Qu’en est-il du corps de la thèse?
Claudia Triozzi. Le boucher se retrouve au centre de l’attention parce que Pour une Thèse vivante pose tout d’abord la question du corps: l’animalité, le corps de l’âne, mon corps, le corps du modèle, le corps des personnes qui exercent leur métier, le corps du chant, le corps du spectacle et le corps du public aussi. Quand je vais de l’autre côté, dans les gradins, vers le public, je ne suis plus en train de jouer, je coupe vraiment avec la représentation, et c’est ce type d’expérience qui m’intéresse, même si elle n’est pas encore évidente. Je lâche prise, je me donne comme but de le faire et pourtant c’est encore moi qui orchestre le tout. Je voudrais, au fur et à mesure, presque m’éclipser, je ne sais pas… c’est encore à chercher dans ce sens.
D’une part, cela m’ennuie de parler, parce que je préfère des choses plus énigmatiques, par exemple, le tableau de la fin avec le poster des femmes et la sculpture de viande. Ce sont des moments comme celui-ci que je préfère à la parole directe, mais dans ce projet il faut mobiliser les deux, et cela me déstabilise. A la fois, je me sens moins en représentation, même si je suis présente sur le plateau sur toute la durée de la pièce, je vis ce moment sur un autre mode. Par exemple, hier, le jour de la deuxième, j’ai oublié un passage! Alors que dans mes autres pièces, où je suis interprète, cela ne m’arrive jamais! Dans la Thèse vivante, qui prend forme au fur et à mesure qu’elle se fait, je laisse de côté involontairement certaines choses, mais peut être cet oubli veut aussi dire qu’elles ne sont pas si nécessaires. Ce que j’éprouve, cette expérience de l’oubli heureux m’intéresse beaucoup. Je pense que je touche ici à une vraie question à creuser dans le cadre d’une thèse.

Ce que vous dites rejoint d’une certaine manière ce que disait Esther Ferrer dans l’entretien que vous avez réalisé avec elle, projeté pendant la pièce: donner sa place à l’accident, qui puisse ouvrir vers d’autres possibles…
Claudia Triozzi. Oui, c’est vrai! Peut être que ce nouveau format est plus proche de l’action et du performatif. J’ai effectivement ressenti que l’accident, l’imprévu, peut arriver et c’est un sentiment que je n’avais pas encore éprouvé dans mes créations antérieures.

Est-ce qu’on pourrait parler d’un tournant dans votre façon de travailler?
Claudia Triozzi. Je pense que c’est surtout la spécificité du projet lié à la recherche qui demande d’autres façons de faire. Peut être parallèlement je vais continuer à faire des pièces vraiment écrites, qui répondent plus à ma vision de l’objet artistique.

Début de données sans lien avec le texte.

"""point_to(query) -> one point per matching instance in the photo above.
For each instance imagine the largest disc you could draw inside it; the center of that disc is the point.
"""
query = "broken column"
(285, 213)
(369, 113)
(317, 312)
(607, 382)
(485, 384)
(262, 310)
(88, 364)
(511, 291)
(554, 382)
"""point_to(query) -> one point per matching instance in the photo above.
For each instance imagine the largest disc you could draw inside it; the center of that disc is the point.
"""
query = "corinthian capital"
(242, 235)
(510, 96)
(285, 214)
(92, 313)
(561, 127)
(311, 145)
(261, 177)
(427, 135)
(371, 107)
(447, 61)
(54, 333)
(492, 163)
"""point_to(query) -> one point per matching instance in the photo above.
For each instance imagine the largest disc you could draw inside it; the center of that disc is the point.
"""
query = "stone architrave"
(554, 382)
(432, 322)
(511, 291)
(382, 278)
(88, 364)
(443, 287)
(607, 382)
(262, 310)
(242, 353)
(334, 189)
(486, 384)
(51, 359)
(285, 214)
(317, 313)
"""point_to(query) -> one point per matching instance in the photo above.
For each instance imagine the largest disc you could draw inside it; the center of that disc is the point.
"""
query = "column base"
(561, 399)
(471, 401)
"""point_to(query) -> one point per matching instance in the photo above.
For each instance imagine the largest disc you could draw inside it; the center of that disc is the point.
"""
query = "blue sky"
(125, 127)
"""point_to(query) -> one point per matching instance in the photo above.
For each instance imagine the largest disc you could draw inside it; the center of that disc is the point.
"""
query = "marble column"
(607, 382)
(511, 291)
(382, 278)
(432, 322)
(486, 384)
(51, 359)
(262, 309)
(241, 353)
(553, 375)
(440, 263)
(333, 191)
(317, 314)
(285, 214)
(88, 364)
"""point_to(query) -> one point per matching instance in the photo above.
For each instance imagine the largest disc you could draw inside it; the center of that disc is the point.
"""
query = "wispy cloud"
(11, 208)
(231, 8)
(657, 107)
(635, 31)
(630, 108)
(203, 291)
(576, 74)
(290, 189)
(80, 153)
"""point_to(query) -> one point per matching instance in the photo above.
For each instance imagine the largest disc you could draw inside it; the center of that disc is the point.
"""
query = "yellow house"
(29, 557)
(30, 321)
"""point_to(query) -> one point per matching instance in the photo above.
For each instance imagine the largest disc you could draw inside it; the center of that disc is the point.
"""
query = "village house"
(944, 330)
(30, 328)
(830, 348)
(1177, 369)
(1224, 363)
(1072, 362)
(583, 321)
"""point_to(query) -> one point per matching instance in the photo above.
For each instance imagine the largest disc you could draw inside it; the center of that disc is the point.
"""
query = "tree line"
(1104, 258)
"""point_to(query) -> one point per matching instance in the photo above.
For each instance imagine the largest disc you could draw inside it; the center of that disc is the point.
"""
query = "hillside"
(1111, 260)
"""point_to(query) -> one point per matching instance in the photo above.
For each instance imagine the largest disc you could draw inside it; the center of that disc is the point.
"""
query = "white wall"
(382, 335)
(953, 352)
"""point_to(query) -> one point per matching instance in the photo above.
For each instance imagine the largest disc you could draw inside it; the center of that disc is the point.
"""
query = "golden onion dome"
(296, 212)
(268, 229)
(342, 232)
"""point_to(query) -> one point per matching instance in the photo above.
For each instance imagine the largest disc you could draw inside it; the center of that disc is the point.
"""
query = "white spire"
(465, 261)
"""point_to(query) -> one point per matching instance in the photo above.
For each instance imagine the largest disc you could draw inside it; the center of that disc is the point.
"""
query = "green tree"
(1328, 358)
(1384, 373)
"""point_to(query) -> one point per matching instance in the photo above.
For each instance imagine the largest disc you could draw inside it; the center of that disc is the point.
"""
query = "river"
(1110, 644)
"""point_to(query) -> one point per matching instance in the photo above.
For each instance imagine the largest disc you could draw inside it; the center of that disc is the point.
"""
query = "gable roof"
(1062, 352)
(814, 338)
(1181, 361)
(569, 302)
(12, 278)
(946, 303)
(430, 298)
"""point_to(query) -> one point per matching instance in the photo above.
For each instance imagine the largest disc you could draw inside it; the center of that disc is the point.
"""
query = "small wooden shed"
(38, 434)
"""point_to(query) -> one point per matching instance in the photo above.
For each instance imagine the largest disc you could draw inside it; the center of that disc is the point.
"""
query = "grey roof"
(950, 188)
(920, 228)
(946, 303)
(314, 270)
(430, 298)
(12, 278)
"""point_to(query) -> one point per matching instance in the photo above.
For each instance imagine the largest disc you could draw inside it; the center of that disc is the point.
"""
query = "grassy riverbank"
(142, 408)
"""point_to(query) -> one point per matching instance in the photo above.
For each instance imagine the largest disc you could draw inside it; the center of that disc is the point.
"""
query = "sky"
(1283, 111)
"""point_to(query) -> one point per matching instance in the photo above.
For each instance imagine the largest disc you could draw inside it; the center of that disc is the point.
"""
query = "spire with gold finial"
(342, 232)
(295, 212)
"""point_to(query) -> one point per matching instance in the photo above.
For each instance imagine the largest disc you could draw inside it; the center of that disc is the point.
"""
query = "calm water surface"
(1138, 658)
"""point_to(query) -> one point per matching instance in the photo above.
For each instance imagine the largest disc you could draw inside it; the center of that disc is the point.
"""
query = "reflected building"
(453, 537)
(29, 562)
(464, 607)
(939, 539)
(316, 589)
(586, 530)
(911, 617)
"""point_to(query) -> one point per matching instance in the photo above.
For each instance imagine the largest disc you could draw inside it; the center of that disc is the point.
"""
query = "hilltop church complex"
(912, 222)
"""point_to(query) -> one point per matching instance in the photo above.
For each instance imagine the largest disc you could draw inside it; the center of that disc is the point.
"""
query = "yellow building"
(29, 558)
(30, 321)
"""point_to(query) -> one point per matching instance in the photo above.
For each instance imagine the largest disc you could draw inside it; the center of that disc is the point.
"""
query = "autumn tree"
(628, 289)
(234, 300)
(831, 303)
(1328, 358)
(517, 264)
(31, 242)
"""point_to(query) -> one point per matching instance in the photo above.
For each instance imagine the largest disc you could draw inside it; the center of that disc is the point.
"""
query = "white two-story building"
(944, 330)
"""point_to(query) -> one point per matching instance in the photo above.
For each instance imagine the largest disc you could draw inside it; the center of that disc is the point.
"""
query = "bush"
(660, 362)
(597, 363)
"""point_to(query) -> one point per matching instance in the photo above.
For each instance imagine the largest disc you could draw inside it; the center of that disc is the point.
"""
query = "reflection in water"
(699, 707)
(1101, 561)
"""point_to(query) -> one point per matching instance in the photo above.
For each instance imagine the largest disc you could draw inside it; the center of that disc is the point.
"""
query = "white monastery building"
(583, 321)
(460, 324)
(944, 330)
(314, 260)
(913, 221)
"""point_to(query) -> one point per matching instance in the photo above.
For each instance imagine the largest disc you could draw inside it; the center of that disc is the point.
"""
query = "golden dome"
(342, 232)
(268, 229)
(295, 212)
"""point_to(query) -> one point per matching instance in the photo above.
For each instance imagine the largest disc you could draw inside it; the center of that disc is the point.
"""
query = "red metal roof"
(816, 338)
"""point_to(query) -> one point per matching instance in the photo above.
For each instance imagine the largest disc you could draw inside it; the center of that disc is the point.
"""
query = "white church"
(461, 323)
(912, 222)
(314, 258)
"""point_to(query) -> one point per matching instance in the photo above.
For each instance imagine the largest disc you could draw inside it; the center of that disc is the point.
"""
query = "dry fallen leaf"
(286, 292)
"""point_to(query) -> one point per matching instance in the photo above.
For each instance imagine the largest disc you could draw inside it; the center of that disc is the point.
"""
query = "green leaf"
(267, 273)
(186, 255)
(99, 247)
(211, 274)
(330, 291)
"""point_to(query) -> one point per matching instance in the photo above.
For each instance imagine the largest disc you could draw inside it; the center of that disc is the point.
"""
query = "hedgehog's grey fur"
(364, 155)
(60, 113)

C’est une question que je me la pose et elle reste ouverte.
En tout cas, cela marque déjà un passage vers une ouverture du plateau à d’autres présences. J’ai toujours fait des soli. Dans ce nouveau projet, je tente d’établir des connexions avec les invités, initier des échanges, même si par moments cela se limite encore à partager seulement un même espace. Pour cette Thèse vivante je voulais également convier les matières qui m’ont inspirée, qui ont donné vie à certaines de mes pièces. Car pour moi l’enjeu d’une thèse serait d’analyser mon travail à travers les matériaux qui m’ont motivée pour faire des pièces.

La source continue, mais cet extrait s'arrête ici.